*Disclaimer- I am not writing this post to fish for pity. I'm writing to be open & honest about how I'm feeling & hopefully others may relate*
I've been debating for a while whether or not to write about this topic. I mean, it's not that I'm ashamed of it (anymore); it's just simply the fact that I know there are Judgy McJudgersons out there that could rip into me for writing about this-or maybe not. I'll take my chances.
Look, I really try to keep this blog a happy outlet for me & readers & try not to have too many negative things to write/whine about. But, my life isn't all puppies & rainbows & therefore this blog shouldn't be either. I want this blog to reflect my real life & not a fantasy-every body's- always- happy- life. So, with the suggestion & encouragement from my husband, I'm going to bring some difficult reality to this post...
Depression. I really hate that label/word. Unfortunately, it has been a letter in my vocabulary since I was a mere 12 years old. I remember the day I got diagnosed with it so vividly.
My best friend had just moved to a different state & for weeks following that huge event (remember, I was 12 people), I spiraled into a black hole. I cried. I didn't eat. I didn't sleep. I didn't leave my room for days on end. Finally, my mom had enough & took me to my doctor who decided I had depression & from that day on, I have been on anti-depressants.
It was something that I was so ashamed of, you guys. I didn't want to have to take a pill to make me happy & keep my emotions in check. But, that's the way it had to be.

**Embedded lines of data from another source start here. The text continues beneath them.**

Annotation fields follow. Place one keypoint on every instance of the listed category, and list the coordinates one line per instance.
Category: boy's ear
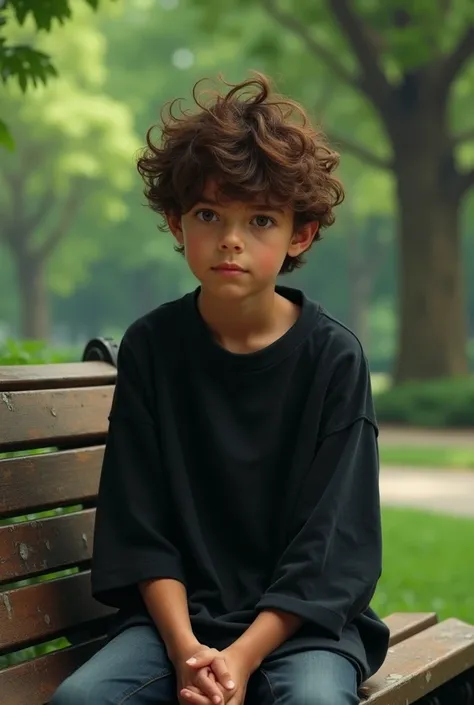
(303, 238)
(174, 224)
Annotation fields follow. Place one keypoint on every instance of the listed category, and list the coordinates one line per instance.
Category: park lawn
(428, 565)
(426, 456)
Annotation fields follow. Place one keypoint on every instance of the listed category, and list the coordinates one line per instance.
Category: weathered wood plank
(54, 417)
(36, 483)
(403, 625)
(34, 682)
(68, 374)
(44, 546)
(46, 610)
(422, 663)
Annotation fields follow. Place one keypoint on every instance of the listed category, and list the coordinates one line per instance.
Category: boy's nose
(231, 241)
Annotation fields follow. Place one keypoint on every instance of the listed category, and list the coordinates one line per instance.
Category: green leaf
(6, 139)
(25, 64)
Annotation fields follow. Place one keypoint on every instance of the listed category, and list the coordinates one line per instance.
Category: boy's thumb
(201, 660)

Unfortunately, the big diagnoses was not a big surprise to my mom. Depression runs on both sides of my family. My dad is on anti-depressants, my mom, my sister & my brother. We all suffer from different levels of it. I actually think my mom & I have it the worst. We've spiraled into black holes more than once, been to therapists, tried different medications & so on.
I think when I was in high school was when I found just the right medication & dosage for me. Boy, was that a victory. It feels so good to find just the right medication that doesn't make you feel like you're going crazy. Needless to say, I've been on the same medication since.
Last August, when my husband & I decided to think about trying for a baby; I had the idea to try & wien off of my Lexapro. I knew that I didn't want to go off anti-depressants completely since that would not end well, so I decided to try & switch to Zoloft (a pregnancy safe anti-depressant). The first few days weren't so bad, but when the new medication got in my system, I spiraled, yet again; into a very deep, dark hole that I didn't think I would ever come out of.
I missed a week of work, a week of sleep, a week of eating- a week of my life. I was miserable. My mom had to come over & be with me while my husband was at work because I wasn't to be alone. I wanted to die. No, I never tried to commit suicide, I just wanted to disappear from the world. I didn't want to deal with my problems. I felt like a freak & I felt my husband & family thought I was too.
That week felt like years & that next Monday, I made an appointment with my O.B. & I'm so glad I did. I told him we wanted to try for a baby & asked him about my depression. He immediately told me not go change medications or try to stop taking them. With his suggestion, I was to remain on Lexapro when I did become pregnant. He felt the risks of me not being on that pill were greater than me being on it while pregnant. So, that's what I did & am still taking it. I know this is a debatable topic, but it's what is right for me.
Up until recently, I have felt that my Lexapro is still working. But within the past few weeks, I have been a basket case. Crying, feeling anxious, feeling guilty & clingy (all symptoms of depression). But, is is really my depression rearing it's ugly head back in? Or is it simply raging hormones from being pregnant & miserable. I don't know, but I don't like it. It scares me. If I'm like this now, how in the world am I going to be when my baby comes? Worse? Better? The same? The whole reason of staying of anti-depressants while pregnant is to lower my chances of getting PPD (post-partum depression). I am SCARED SHITLESS that I am going to have this. I can't fathom being in a black hole WITH A BABY.
I know the best thing to do, obviously, is to voice my concerns with my doctor (which I will), I just wanted to put all of this out there to share & hopefully find that there ARE other women dealing with this & that I'm not the only one feeling scared.
Depression is not something to mess with nor be ashamed of. All through school, I hid the fact that I was taking a pill to essentially make me happy. But since then, I've come to a realization that depression can affect anyone & it's just a natural chemical imbalance that causes it. There is nothing I can do about the fact that I have it. But I can control how I handle it. & that is why I am taking that one pill. For me. For my baby.
Thank God I have an amazing supportive husband who has lived through this with me since I was 15. He knows the struggles I have & makes sure I take my medication everyday & is always there when I'm feeling blue & to catch my tears (which is a lot lately). I really do have an amazing support system & do not know where I would be without them.
I'm sorry this post is INSANELY LONG but I feel much better putting it all out there. I am on anti-depressants & am not ashamed. There. I said it. I just hope it stays away from me when my baby arrives.